Forbidden configuration:

startup mode = IGNORE

If corruption exists, you want to fail fast.


2. Retention Configuration

✅ Explicit retention is mandatory

Production systems must define retention, even if generous.

At minimum, define one of:

  • max_records
  • max_age_seconds
  • max_total_bytes

Leaving retention unbounded guarantees disk exhaustion.


⚠️ Retention ≠ deletion

Retention:

  • marks data as logically expired

Compaction:

  • removes it physically

You must run both.


3. Compaction Strategy

✅ Schedule compaction

Examples:

papyra persistence compact

Recommended cadence:

  • JSON / Rotation: daily
  • Redis: weekly (or via XTRIM)
  • High-throughput systems: off-peak hours

⚠️ Validate compaction impact

After compaction:

  • disk usage should decrease
  • metrics should reflect reclaimed data
  • no anomalies should appear on scan

Always verify with:

papyra persistence scan

4. Startup Safety

✅ Use startup-checks in orchestration

Kubernetes / systemd should block startup unless:

  • persistence scan is clean
  • or recovery succeeded fully

Example:

papyra persistence startup-check --mode recover --recovery-mode repair

❌ Do not combine recovery with live traffic

Recovery must run:

  • before actors start
  • without concurrent writers

Never attempt recovery during runtime.


5. Metrics & Observability

✅ Enable metrics early

Metrics are not optional in production.

Monitor at least:

  • write counts
  • retention drops
  • compaction runs
  • error counters

✅ Integrate external monitoring

Recommended:

  • OpenTelemetry
  • Prometheus-compatible exporters
  • Centralized log aggregation

Metrics should answer:

  • Is data being dropped?
  • Is compaction effective?
  • Is recovery happening unexpectedly?

6. Redis-Specific Checks (If Applicable)

✅ Consumer group hygiene

Verify:

  • pending count trends toward zero
  • no abandoned consumer groups
  • claim logic is exercised under failure

Use:

papyra inspect events

⚠️ Redis memory pressure

Ensure Redis:

  • has eviction policy defined
  • is not shared with unrelated workloads
  • has persistence configured (AOF / RDB)

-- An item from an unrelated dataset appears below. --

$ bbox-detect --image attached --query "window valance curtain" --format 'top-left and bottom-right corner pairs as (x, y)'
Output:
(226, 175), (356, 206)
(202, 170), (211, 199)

7. Failure Handling Readiness

✅ Validate failure scenarios

At least once, test:

  • truncated persistence files
  • Redis restarts
  • unacked consumer messages
  • compaction during retention pressure

Use:

papyra doctor run --mode fail_on_anomaly

❌ Never silence failures

If doctor reports anomalies:

  • stop the system
  • investigate
  • recover explicitly

Silent corruption is worse than downtime.


Setting Recommendation
Startup mode FAIL_ON_ANOMALY
Recovery mode REPAIR
Retention Explicit
Compaction Scheduled
Metrics Enabled
Redis Isolated instance

9. Pre-Release Gate

Before releasing a new version:

  • [ ] Run persistence scan
  • [ ] Run compaction
  • [ ] Verify metrics snapshot
  • [ ] Confirm retention thresholds
  • [ ] Simulate failure recovery
  • [ ] Validate startup-check behavior

10. Final Rule

If you cannot explain what happens when persistence breaks, you are not production-ready.

Papyra gives you the tools. This checklist ensures you actually use them.